For many people, getting a handle on dirty data is an everyday occurrence, and they sit around every day mapping, adjusting and compensating for the fact that the data is dirty. In this blog post series, I focus on what data management is and why data management is a better alternative than fixing your data challenges with patchwork solutions. In this blog post, I also talk about what data you should start getting to grips with and why.
What is master data and why should you start there?
You've probably heard of transactional data, reference data, metadata, master data, sensor data, big data, SoMe data, etc. It can feel like a bit of a jungle, and you might be tempted to ask if data isn't just data and therefore think that you can just start from one end when you want to get started with your data management project. It is not quite like that. There are some core data that it is crucial to get a handle on first, because many other data can only provide value once the core data is in place. The core data is known as master data. Let me explain what master data is and why it is central.
Sometimes I like to say that master data, is data about the organisation's nouns. That is, it is data about, for example, Customer, Supplier, Product, Employee, etc. Referring to it as "nouns" often makes the right associations, but there are other data that are nouns too, so think of master data as the static data that is used over and over again and is a prerequisite for making a purchase, selling and delivering a product, paying an employee's salary, etc.
Why is master data central?
Master data is central to all organisations because it is what all our systems, processes and departments use to do their jobs over and over again. Take a product, for example. The purchasing department needs data about the product every time they want to order it, the goods receiver needs information about the product to receive it, the planner needs information about the product to plan, marketing and sales to sell it, logistics to distribute it, and finance reports on the product etc... I.e. some master data, such as product master data is used by virtually everyone in the organisation. If a piece of information is missing or a piece of information is wrong, then someone in the value chain is not happy. Imagine that there is a standard weight instead of the actual weight of the product. The logistics department gets tired of this pretty quickly because they get hit by it every time, they have to order freight.
Another example is if you, for example, have a lot of data about your customers' behaviour via orders, returns, customer support, payments, etc. Then you need to be in control of your master data to get anything useful out of it. If you have a lot of duplicates or wrong, flawed information about your customers, then you could end up with your conclusions about what your customers do or want being wrong. This can have consequences for your customer service and the decisions you make.
Master data that goes across the organisation
The good thing about master data is that it doesn't change very often, and that's fortunate because when it is so central and used by everyone in the business, challenges often arise when data suddenly differs across systems. So what to expect? Is it one or the other that is right? What was last updated and where? Sometimes there are problems identifying whether it is the same Customer, Product, Supplier you are talking about. People sit in their silos and desperately agree with themselves that it is best that they create their own system so that they can keep track of what is what. This is far from optimal, because what makes our processes, reporting and analysis work is that we use the same master data, so we don't end up talking about pears and bananas just because we've looked in different places.

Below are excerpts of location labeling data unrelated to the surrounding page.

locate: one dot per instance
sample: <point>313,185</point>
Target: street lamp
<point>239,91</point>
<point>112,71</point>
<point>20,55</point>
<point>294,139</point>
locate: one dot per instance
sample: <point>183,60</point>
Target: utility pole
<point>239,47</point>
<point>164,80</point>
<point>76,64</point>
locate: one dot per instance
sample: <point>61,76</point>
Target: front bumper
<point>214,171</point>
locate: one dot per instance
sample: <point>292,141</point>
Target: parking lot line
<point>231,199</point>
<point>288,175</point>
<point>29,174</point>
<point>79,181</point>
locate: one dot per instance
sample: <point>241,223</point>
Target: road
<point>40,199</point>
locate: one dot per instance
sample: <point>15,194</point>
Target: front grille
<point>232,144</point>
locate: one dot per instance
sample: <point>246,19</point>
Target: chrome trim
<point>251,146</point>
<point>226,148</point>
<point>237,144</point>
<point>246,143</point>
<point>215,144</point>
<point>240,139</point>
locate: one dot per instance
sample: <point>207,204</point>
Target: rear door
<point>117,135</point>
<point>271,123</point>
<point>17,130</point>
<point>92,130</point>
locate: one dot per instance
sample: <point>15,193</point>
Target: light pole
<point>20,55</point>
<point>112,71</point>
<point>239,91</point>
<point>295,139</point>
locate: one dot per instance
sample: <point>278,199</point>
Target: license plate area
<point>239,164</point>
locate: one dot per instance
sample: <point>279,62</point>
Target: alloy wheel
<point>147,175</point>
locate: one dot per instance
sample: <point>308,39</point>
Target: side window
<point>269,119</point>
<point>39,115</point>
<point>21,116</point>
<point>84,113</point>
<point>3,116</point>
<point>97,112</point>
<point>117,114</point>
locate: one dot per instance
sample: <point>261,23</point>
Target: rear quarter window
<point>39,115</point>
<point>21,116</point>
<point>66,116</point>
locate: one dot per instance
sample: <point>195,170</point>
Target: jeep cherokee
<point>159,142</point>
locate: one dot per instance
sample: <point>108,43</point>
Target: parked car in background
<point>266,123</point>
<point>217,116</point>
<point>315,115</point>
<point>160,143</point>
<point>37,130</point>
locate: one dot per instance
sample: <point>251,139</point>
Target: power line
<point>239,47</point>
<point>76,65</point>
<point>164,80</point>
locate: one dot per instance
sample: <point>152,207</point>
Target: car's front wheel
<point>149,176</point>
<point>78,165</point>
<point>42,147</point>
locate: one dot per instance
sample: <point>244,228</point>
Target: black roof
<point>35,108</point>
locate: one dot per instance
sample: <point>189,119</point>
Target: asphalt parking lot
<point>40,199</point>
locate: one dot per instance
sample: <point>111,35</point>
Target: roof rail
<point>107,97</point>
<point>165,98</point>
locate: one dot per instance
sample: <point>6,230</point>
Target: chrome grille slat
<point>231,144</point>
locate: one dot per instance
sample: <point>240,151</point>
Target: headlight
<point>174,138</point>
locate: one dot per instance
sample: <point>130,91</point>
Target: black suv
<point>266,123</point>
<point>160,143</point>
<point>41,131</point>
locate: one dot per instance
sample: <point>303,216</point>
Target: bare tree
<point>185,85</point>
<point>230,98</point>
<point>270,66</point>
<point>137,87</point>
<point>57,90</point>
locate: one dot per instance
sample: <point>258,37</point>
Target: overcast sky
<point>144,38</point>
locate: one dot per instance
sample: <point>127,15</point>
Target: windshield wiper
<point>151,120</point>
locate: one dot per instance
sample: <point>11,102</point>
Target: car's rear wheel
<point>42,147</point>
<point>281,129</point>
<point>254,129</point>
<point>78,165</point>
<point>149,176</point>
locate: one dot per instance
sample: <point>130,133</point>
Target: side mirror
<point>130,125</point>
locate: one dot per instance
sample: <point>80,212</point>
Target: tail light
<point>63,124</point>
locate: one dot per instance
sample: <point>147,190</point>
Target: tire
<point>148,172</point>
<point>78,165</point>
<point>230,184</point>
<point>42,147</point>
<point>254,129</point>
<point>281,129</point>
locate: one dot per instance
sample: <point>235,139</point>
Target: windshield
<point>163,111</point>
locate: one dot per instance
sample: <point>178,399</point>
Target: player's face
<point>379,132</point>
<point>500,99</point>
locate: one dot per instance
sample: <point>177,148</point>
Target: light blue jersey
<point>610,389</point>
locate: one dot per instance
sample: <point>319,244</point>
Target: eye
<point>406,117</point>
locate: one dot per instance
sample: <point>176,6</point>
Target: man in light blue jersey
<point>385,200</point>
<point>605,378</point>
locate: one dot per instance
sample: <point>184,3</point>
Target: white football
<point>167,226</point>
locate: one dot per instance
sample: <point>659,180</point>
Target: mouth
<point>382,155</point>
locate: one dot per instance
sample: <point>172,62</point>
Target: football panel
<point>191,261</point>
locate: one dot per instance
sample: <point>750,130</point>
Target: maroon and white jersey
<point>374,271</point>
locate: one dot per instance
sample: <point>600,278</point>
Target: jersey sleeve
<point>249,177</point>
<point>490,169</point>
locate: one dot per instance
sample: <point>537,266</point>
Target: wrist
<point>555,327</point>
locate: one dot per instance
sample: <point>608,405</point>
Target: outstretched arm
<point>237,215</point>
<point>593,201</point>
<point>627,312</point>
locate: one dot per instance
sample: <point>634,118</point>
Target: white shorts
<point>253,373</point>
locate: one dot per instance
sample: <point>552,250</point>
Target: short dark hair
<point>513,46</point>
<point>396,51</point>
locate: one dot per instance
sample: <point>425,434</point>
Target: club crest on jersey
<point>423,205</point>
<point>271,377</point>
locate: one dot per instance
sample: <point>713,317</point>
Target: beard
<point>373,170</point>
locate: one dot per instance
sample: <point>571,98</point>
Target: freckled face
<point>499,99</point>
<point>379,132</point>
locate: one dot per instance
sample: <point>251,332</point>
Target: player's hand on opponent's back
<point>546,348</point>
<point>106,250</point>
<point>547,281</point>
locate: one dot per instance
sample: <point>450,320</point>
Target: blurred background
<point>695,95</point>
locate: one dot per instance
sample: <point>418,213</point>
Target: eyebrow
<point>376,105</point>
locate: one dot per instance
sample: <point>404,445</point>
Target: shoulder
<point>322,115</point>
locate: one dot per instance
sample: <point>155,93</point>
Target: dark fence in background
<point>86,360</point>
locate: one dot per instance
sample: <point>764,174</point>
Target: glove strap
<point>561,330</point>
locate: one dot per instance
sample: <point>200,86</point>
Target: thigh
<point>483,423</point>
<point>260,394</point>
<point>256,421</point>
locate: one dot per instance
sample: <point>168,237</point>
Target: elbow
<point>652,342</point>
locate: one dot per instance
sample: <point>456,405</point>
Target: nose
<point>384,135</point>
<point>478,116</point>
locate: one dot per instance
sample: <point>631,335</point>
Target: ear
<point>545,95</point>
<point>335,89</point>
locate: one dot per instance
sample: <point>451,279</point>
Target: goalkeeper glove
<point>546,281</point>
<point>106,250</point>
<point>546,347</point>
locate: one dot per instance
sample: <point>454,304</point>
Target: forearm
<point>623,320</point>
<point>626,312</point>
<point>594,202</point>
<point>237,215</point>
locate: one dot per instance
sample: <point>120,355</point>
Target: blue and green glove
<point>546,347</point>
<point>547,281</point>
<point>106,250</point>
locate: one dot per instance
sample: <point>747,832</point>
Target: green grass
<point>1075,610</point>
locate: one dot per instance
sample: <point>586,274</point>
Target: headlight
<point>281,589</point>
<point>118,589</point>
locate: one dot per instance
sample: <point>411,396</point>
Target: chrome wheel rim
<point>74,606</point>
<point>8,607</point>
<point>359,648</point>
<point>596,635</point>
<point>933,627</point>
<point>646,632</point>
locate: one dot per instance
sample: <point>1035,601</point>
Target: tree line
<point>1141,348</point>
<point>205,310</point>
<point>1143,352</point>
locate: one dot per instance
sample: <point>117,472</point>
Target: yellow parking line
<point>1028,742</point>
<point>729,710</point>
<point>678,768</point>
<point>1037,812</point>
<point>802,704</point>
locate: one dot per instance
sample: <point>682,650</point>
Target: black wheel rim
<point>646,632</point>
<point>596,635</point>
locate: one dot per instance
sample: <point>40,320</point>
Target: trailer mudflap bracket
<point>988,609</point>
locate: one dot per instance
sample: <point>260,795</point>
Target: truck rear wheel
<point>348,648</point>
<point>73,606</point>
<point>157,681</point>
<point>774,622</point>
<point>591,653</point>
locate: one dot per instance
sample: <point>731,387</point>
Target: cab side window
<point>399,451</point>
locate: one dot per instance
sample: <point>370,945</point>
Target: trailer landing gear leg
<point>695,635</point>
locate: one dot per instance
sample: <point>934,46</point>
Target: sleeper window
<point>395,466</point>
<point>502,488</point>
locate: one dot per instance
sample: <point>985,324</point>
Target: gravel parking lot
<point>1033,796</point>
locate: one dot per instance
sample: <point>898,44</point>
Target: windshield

While the above illustrates classic and key challenges of master data, it is also these types of issues you need to listen for when choosing which master data you need to get control of. To be successful in data management, it is important that you create real value and make a difference to those who need the data to be good. No one wants to do data management for data management's sake. Therefore, you need to start with the master data that is either painful today or where the risk of pain is greatest. That will typically be on the master data that goes across systems, functions, processes, etc.
In short
In this blog post, I have addressed the fact that there are many different types of data, and it can therefore be difficult to see where to start your data management journey. While there can be plenty of challenges with other types of data, I recommend getting your master data right first, because master data is critical to the value of all other data, and because poor, missing master data challenges processes, decisions, and reporting. Finally, I recommend starting with the master data that cuts across all data, because it's typically the data that presents the biggest challenges or risks, and it's important that you use data management to create real value for your organisation. If the data management initiative does not create value, you will soon lose the goodwill of the organisation and the desire to collaborate and this can be fatal for your data management initiative.